All In is playing on April 20, 21, 23, 26, and 27 as part of the Tribeca Film Festival.

Daniel Burman's oddly weightless All In revolves around a recently divorced family man who gets another shot at winning the lost love of his youth as they both uneasily enter early middle age. The film's plot goes down more blind alleys than Uriel (Drexler) and Gloria's (Bertuccelli) on-again, off-again relationship: As it ping-pongs with attention deficit from one episode to the next, one can sometimes feel the filmmakers straining to inject a sense of intrigue or emotion or just plain life into the manic busy-ness, like when too much is made of the fact that Gloria's usually impeccably dressed mother goes out in a tracksuit every Monday.

Too much information is conveyed in monologues as Uriel and Gloria talk about their love lives, mostly to people who serve no other function than to pop up when our heroes need to unburden themselves. Gloria's mother gets a little more screen time than most, but not nearly enough, since she's played by the great Norma Aleandro. Uriel, meanwhile, does most of his talking to a urologist whom he treats more like a psychologist, and when the doctor turns out to play a larger role in his life, it's a plot twist so unexpected and devoid of consequences that it feels almost surreal.

There's another potentially surreal moment when an overly complicated subplot comes to a clunky conclusion at a concert where Uriel's preteen son winds up onstage with both a group of aged rockers and the Orthodox Jewish group—complete with payesses and tallitot—that warms up the crowd for them. But these odd moments are played straight, making them feel merely weird instead of anarchically comic. Meanwhile, scenes that should land with an emotional thud often scud by without making much of an impression, like one where Gloria drops into Uriel's office unannounced after learning that he's been lying about what he does for a living. (Uriel told her he's a music promoter, but he's actually a professional poker player and money lender.) Burman frames the scene from Uriel's point of view, chasing after Gloria as she motors through the office without ever letting us in on what she's making of the confusing scene she finds (there are tools from both of his trades in the office), let alone how she feels about his lie.

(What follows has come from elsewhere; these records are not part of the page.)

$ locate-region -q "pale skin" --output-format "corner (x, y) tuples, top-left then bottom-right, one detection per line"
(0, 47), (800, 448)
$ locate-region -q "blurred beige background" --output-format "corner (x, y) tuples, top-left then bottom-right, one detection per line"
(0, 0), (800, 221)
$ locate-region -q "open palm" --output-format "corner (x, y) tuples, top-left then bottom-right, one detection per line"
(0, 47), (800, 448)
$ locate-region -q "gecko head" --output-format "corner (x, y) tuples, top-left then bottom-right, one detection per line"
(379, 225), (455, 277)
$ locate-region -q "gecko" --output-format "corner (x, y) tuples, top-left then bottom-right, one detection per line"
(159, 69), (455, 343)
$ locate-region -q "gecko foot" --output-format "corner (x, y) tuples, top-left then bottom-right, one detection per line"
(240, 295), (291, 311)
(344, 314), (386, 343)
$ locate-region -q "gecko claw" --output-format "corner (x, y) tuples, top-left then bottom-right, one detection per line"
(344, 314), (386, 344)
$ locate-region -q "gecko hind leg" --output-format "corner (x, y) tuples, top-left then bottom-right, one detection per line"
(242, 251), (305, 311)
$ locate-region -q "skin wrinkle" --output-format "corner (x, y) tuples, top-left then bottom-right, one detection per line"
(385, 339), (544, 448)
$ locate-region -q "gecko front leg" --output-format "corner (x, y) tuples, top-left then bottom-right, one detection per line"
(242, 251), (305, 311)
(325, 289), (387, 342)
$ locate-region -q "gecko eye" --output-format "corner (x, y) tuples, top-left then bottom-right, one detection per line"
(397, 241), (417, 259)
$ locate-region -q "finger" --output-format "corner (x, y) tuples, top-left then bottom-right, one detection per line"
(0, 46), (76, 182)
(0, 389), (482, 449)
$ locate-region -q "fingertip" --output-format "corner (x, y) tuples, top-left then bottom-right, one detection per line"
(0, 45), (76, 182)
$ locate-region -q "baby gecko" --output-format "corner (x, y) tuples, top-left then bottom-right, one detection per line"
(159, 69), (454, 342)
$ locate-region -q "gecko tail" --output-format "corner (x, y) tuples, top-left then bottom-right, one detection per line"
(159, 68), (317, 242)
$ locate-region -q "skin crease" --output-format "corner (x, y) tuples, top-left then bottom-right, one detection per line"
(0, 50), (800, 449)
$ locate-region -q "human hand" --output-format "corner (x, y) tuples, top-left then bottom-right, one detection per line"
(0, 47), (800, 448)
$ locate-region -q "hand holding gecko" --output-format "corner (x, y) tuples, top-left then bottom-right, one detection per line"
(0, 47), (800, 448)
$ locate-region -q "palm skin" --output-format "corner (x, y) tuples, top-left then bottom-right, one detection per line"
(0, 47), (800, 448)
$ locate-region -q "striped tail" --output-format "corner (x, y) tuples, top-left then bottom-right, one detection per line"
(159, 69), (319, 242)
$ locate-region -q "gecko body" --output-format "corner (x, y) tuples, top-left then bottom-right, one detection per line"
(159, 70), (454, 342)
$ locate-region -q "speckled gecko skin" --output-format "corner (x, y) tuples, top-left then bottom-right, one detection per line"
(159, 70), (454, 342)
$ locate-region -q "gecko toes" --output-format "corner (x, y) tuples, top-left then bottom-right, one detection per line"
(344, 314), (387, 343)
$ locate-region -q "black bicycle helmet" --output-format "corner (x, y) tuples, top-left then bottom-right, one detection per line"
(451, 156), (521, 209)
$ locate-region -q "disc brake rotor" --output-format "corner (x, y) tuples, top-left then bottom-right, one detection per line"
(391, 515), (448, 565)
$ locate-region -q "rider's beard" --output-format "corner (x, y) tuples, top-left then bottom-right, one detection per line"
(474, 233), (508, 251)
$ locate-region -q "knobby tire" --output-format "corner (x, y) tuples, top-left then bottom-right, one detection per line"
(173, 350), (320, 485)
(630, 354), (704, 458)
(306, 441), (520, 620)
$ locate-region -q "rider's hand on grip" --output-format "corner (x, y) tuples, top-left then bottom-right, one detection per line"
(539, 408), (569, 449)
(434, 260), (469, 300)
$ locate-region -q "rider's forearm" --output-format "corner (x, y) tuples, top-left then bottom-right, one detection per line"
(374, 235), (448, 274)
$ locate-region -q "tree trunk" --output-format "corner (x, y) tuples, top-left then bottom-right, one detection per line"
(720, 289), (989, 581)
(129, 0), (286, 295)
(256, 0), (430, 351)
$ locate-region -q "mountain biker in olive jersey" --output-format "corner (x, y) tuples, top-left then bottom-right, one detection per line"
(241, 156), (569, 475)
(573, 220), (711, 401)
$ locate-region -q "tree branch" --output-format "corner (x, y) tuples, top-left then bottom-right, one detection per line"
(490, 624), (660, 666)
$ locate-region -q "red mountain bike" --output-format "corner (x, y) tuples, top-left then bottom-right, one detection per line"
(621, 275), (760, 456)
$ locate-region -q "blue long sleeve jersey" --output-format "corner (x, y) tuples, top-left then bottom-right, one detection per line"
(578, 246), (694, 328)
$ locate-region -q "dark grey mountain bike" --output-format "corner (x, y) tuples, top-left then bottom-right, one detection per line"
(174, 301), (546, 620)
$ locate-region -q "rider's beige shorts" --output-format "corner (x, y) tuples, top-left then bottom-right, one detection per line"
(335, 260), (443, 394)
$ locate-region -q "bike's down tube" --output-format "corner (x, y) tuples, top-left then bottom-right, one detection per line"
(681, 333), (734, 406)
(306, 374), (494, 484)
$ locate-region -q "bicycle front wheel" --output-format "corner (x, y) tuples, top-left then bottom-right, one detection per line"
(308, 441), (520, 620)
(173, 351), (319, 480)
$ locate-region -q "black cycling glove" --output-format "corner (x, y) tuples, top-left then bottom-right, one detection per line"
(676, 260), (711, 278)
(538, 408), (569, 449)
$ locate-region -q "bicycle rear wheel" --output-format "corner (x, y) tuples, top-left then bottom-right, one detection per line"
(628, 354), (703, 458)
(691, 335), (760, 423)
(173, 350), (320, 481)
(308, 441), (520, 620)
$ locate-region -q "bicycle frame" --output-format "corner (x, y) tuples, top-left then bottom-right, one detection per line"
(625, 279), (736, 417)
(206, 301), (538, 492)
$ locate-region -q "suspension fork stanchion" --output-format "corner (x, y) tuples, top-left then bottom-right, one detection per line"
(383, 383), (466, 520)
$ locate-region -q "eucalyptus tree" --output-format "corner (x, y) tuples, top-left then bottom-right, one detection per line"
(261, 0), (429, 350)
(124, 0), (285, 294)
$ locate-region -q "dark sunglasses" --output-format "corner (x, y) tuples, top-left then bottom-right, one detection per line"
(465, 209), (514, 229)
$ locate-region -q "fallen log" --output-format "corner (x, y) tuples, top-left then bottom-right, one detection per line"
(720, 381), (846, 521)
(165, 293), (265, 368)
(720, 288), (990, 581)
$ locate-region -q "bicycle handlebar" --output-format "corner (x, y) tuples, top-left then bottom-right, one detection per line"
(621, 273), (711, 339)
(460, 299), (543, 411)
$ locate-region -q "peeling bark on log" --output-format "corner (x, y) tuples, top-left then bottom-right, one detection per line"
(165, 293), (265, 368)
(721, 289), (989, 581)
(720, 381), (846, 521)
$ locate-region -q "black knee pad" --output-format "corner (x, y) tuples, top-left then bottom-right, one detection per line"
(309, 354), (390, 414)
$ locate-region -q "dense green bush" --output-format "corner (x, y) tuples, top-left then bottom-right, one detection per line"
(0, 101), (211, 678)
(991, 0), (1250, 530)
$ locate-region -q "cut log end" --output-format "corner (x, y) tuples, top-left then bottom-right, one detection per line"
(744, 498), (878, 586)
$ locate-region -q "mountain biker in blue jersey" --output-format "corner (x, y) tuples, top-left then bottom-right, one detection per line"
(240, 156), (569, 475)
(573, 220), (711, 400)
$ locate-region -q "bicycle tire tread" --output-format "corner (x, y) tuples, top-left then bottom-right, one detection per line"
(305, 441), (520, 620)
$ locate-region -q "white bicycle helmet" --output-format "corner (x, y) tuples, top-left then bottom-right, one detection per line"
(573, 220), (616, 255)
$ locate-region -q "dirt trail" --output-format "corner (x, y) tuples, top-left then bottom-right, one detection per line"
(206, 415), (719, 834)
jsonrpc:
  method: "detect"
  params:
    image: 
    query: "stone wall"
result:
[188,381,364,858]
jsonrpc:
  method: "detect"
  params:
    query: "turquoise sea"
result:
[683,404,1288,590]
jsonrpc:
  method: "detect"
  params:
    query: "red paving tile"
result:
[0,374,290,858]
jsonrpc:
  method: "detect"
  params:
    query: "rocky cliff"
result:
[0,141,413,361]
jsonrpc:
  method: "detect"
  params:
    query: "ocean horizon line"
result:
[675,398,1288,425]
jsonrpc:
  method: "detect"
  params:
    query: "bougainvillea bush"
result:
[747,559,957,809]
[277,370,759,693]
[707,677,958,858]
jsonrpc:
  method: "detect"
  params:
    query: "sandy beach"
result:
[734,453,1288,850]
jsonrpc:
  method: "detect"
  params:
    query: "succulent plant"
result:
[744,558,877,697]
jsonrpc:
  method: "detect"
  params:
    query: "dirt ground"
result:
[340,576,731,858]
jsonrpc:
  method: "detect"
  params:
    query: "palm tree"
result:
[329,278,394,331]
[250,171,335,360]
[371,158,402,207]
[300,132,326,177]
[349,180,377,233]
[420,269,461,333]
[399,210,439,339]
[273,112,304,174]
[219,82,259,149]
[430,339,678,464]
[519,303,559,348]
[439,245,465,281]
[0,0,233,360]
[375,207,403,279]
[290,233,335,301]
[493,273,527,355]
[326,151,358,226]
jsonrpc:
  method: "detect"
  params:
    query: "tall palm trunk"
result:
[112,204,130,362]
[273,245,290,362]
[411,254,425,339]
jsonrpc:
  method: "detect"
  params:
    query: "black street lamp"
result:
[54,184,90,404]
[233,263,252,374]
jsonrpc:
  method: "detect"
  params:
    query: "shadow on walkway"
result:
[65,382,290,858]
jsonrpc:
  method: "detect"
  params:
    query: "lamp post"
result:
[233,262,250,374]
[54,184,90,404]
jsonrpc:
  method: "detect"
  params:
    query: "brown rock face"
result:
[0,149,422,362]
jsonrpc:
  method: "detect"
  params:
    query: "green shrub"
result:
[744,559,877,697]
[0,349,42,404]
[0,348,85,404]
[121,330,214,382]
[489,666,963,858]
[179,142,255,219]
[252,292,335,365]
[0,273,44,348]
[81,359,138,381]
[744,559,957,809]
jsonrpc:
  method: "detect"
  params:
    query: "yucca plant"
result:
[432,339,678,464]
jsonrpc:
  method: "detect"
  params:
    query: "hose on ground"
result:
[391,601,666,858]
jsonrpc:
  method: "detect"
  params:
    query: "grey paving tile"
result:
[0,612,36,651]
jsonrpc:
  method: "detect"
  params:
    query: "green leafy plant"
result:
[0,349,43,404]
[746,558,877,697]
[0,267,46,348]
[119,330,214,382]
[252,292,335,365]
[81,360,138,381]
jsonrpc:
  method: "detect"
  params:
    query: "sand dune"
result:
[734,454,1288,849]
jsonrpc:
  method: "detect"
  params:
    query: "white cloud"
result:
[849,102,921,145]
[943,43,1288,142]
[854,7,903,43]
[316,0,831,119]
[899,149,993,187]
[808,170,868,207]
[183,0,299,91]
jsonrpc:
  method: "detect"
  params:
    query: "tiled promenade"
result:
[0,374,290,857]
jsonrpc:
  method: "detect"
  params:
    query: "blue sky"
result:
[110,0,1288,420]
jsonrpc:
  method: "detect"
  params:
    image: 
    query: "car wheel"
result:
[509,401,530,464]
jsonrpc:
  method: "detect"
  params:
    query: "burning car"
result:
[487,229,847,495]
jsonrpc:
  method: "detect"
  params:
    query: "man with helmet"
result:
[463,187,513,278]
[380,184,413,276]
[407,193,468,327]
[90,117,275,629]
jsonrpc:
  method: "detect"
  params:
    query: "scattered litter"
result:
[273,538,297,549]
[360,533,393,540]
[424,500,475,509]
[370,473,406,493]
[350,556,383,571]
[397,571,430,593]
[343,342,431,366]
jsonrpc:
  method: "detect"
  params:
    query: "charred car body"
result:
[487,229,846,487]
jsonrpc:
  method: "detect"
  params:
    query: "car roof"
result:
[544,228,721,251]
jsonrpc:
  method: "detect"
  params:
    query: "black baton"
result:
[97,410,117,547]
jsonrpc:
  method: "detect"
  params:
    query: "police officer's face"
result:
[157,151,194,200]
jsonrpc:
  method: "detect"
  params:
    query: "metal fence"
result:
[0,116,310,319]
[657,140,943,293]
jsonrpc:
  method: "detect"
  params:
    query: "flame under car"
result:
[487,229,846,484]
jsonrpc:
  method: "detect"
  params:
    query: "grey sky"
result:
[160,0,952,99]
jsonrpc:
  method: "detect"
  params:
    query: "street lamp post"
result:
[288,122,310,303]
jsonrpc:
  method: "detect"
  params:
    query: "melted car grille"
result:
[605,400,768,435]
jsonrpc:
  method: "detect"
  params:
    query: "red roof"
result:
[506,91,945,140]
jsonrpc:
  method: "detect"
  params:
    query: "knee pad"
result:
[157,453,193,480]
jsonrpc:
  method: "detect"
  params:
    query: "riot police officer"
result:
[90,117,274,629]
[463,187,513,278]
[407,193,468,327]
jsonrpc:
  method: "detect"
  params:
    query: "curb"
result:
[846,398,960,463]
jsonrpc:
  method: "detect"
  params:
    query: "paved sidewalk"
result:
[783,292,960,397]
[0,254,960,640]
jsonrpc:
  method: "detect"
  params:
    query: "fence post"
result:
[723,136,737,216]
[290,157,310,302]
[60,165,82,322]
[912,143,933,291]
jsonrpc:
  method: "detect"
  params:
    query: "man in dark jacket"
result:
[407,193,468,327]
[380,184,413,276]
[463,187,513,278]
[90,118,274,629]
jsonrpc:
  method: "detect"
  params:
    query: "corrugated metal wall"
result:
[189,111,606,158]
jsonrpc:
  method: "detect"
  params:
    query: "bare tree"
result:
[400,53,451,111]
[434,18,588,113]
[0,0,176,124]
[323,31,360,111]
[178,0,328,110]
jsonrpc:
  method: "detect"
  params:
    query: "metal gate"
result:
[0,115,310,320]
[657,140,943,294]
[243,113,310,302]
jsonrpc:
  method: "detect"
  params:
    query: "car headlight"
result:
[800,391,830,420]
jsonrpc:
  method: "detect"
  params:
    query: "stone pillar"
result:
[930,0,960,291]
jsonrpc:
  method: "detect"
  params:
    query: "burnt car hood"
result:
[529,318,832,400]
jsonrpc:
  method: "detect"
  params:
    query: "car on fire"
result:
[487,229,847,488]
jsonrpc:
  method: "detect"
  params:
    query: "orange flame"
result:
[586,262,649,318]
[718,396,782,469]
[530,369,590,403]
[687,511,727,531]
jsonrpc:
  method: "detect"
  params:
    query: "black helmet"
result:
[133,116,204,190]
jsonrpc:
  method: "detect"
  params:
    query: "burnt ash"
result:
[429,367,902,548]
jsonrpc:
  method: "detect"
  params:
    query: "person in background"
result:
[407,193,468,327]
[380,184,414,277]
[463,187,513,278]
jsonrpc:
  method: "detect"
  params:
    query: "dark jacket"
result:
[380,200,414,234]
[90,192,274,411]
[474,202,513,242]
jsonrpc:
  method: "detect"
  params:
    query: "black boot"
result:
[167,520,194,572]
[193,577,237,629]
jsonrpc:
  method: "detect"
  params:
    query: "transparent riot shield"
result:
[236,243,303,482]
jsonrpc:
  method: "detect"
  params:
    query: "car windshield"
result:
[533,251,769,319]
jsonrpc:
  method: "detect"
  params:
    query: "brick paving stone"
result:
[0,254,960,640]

Every now and then, Burman gets the tone right. We see (just barely) enough of our protagonists in seemingly unguarded moments—Uriel relaxing at home with his kids, Gloria breaking up with the man she was seeing before Uriel reappears—to wish the two of them well, both separately and together. But then the director messes it up again, making Gloria's first time alone with Uriel's young daughter so stereotypically idyllic the whole scene plays like an ad, or putting the two lovers in a bounce house full of balls and having them roll over and over and over until you're tense from waiting for them to stop.

All In is at its most interesting when it gives one a passing sense of Buenos Aires' elite, how they're a lot like their peers in Manhattan, right down to the casual integration of Judaism into the city's culture. It's not surprising, then, that Uriel and Gloria head to a Woody Allen movie on one of their dates. Unfortunately, it's also unsurprisingly that their choice, Whatever Works, is Woody at his least funny and most tone-deaf.